Open nicost opened 3 years ago
I remember this interface making me very uncomfortable when I last worked on GenericSLM
. I probably made it behave reasonably given the constraints at the time (e.g. how Projector
works), but I don't know if it can be relied upon as a representative implementation.
Also I'm not sure (would need to check) how exposure is used by these methods (when it is used -- GenericSLM
ignores exposure).
Part of the problem is that it seems that potentially three actions are conflated with each other: loading an image to the SLM controller hardware, setting the mirror array to physically display the image, and pulsing (or turning on) the illumination. I don't think the set
vs display
was necessarily intended to separate the first and second of those steps.

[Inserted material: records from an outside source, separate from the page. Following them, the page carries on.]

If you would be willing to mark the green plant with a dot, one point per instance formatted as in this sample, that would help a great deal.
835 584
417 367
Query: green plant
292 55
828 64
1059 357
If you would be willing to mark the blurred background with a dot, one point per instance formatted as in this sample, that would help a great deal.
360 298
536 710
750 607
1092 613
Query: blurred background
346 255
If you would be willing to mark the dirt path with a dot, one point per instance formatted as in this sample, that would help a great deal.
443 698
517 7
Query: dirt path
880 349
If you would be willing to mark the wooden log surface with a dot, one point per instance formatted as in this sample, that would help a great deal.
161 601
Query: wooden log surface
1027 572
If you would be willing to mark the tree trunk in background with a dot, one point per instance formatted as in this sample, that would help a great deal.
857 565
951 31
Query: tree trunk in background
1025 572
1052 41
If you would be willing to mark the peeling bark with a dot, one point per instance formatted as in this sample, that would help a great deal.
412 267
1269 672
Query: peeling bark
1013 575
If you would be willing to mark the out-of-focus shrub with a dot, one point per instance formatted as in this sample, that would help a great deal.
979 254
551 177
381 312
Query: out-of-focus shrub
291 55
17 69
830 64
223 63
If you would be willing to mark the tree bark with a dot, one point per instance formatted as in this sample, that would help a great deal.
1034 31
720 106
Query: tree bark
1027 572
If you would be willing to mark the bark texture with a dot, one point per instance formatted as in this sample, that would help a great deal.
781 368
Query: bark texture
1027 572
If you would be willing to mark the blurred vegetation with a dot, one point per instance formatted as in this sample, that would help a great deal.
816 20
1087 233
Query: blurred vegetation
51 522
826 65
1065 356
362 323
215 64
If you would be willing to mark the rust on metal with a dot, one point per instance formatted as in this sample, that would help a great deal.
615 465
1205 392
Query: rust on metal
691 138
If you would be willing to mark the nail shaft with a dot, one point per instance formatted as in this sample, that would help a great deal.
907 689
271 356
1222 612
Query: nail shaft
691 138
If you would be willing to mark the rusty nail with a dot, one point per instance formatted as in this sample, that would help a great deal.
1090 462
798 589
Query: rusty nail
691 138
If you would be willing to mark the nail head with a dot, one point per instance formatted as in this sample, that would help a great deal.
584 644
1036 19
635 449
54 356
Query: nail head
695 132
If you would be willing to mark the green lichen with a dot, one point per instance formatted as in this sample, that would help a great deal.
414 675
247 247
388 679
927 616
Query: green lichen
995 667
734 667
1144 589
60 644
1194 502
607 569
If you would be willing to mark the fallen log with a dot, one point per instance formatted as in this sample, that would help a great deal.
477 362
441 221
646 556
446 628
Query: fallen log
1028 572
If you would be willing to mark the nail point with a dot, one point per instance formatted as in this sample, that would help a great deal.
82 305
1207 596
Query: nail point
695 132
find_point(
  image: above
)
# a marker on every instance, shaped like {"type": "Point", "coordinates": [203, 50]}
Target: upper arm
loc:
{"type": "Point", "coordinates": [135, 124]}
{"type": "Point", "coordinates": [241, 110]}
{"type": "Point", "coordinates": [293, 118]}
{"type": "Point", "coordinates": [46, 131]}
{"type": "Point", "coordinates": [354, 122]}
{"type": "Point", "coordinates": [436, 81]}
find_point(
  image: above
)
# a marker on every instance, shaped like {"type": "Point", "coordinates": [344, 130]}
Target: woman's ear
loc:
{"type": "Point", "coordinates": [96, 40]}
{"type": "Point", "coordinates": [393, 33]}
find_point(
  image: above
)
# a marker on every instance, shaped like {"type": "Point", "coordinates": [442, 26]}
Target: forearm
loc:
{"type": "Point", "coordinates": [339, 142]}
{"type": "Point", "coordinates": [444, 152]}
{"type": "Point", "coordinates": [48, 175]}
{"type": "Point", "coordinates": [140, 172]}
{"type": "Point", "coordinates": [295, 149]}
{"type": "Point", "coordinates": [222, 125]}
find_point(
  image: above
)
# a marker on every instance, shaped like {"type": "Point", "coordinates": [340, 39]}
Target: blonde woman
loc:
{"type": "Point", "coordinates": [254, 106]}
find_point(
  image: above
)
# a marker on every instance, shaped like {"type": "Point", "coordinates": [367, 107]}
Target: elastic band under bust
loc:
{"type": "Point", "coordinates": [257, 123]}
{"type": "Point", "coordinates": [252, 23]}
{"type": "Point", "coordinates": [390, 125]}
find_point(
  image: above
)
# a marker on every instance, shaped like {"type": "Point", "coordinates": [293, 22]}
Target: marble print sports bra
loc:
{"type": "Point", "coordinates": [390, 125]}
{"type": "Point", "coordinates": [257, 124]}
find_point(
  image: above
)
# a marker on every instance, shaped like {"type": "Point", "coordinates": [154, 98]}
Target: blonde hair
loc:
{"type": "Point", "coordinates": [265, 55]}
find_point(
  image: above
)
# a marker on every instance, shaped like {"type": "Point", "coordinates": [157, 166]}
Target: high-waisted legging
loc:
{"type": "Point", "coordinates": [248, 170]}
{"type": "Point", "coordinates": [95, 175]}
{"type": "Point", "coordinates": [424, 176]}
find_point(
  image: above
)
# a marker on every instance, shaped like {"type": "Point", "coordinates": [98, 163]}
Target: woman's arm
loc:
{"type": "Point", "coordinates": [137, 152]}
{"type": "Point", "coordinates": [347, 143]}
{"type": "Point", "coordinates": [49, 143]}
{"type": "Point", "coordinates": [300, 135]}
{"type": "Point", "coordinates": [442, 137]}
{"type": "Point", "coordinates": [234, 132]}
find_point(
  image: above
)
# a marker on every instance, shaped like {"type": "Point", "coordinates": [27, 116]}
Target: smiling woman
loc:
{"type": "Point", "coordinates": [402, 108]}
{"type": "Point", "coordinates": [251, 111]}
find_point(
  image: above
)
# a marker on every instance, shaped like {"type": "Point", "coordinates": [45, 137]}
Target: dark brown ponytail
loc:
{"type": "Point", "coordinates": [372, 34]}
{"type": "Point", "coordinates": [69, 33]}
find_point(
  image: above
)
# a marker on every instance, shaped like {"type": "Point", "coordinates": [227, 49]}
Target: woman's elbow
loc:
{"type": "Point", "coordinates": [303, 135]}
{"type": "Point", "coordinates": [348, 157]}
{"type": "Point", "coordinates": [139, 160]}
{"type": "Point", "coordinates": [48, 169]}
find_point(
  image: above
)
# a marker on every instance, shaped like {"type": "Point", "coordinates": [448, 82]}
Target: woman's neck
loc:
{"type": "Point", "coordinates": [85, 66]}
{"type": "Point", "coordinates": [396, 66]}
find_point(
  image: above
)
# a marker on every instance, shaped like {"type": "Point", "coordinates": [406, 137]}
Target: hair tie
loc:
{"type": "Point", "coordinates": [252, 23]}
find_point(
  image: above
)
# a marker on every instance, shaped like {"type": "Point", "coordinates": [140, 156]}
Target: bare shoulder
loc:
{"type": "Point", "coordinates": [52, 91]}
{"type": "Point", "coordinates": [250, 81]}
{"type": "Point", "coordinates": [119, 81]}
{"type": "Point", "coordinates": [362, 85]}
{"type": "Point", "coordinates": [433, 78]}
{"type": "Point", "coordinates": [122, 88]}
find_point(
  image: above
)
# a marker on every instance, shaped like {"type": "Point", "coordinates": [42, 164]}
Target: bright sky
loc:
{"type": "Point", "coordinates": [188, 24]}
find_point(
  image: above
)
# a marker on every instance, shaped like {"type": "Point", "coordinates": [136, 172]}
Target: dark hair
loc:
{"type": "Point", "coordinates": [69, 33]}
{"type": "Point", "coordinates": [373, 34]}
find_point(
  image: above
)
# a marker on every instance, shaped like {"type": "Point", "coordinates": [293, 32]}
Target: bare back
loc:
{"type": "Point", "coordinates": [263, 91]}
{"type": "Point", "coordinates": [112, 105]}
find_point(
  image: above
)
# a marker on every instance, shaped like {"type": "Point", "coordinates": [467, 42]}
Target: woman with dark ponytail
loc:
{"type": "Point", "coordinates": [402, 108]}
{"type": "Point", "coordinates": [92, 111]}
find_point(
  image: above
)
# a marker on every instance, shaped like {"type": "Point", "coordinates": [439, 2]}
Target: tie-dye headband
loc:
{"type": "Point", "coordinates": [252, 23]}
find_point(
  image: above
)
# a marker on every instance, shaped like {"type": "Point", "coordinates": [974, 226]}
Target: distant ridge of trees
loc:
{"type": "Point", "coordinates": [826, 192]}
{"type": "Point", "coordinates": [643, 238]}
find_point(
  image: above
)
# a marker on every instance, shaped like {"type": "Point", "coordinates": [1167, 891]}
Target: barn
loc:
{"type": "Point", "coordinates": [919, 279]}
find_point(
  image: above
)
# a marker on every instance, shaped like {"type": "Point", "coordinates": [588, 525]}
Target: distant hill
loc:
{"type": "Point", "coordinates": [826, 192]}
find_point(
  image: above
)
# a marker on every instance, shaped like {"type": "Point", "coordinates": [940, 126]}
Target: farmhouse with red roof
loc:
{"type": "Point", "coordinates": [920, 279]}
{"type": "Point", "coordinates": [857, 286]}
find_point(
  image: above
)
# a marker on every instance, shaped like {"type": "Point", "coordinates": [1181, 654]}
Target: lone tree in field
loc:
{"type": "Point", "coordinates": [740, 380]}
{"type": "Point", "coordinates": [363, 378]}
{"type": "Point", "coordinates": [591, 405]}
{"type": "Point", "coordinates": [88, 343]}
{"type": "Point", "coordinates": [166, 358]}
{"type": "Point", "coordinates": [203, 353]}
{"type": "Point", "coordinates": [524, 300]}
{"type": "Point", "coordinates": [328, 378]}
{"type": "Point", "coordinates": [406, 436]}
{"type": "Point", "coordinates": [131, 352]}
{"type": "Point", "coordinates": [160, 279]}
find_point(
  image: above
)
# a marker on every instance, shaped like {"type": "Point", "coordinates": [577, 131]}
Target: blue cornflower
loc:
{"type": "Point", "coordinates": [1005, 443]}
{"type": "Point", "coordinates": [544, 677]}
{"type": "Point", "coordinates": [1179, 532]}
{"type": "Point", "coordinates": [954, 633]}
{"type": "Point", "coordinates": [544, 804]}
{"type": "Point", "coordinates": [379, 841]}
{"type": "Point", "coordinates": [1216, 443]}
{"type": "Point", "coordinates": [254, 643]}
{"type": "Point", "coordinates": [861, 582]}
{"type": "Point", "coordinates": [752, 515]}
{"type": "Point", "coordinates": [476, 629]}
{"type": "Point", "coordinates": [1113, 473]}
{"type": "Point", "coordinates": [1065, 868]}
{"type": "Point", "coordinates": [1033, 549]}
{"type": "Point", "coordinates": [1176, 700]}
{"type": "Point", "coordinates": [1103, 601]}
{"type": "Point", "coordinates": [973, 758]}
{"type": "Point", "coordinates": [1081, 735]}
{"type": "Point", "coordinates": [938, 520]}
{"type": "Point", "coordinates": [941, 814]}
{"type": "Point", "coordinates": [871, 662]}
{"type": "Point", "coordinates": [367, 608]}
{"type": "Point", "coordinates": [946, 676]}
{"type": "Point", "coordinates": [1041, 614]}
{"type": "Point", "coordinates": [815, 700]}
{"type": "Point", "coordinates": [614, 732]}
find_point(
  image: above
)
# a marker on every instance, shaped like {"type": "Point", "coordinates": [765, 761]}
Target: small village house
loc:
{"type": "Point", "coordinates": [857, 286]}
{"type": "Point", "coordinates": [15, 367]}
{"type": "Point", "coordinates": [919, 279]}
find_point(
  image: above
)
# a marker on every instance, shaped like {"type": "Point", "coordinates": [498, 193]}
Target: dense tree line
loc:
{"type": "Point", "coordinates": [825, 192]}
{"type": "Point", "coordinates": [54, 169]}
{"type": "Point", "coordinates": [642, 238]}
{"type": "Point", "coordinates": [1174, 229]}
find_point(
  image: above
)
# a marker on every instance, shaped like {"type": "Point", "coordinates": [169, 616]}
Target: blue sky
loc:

If, for example, displaySLMImage
was intended to flash the illumination, we still effectively have the guarantee that setSLMImage
will physically set the mirror array to the given image -- because the mirror state will never be observed when the illumination is off on such devices.
A deeper problem with the current interface is that it would appear that the application (mostly Projector
in our case) needs to know about "SLM" devices with and without their own illumination and arrange accordingly.
It's probably necessary to check every implementation we currently have (including the closed-source Mosaic3 one).
Useful discussion and device knowledge in micro-manager/pymmcore#86 and (especially well summarized) micro-manager/pymmcore#88:
MMCore has a couple of functions to work with SLM (spatial light modulator) devices. These are basically treated as a a display with a rectangular coordinate system that images can be written to.
The api contains a number of functions to change the output of these devices: setSLMImage() doc: Write an 8-bit monochrome image to the SLM. (also a 32bit RGB version) setSLMPixelsTo() doc: Set all SLM pixels to a single 8-bit intensity. (also a r, g, b version) setSLMExposure() doc: For SLM devices with build-in light source (such as projectors) this will set the exposure time, but not (yet) start the illumination displaySLMImage(): doc: Display the waiting image on the SLM.
The GenericSLM implementation (which I would consider the "reference" implementation) will display immediately, when the setSLMPixelsTo function is called, but not when calling the setSLMImage function. The commands in the SLM api are consistent with this behavior (SetImage: "Load the image into the SLM device adapter. ", SetPixelsTo: "Command the SLM to display one 8-bit intensity. "). I am quite sure that several SLM device adapter will display the image immediately after calling setSLMImage(), i.e. without the need to call displaySLMImage().
I guess that the idea behind the current design is that it can be time consuming to load the image into the device, hence separating out loading and displaying can be beneficial. However, this is currently not obvious from the documentation, and took me more than an hour to figure out.
Probably the easiest solution is to update the documentation in the core to warn the user that the image loaded with setSLMImage() is only guaranteed to be displayed after calling displaySLMImage.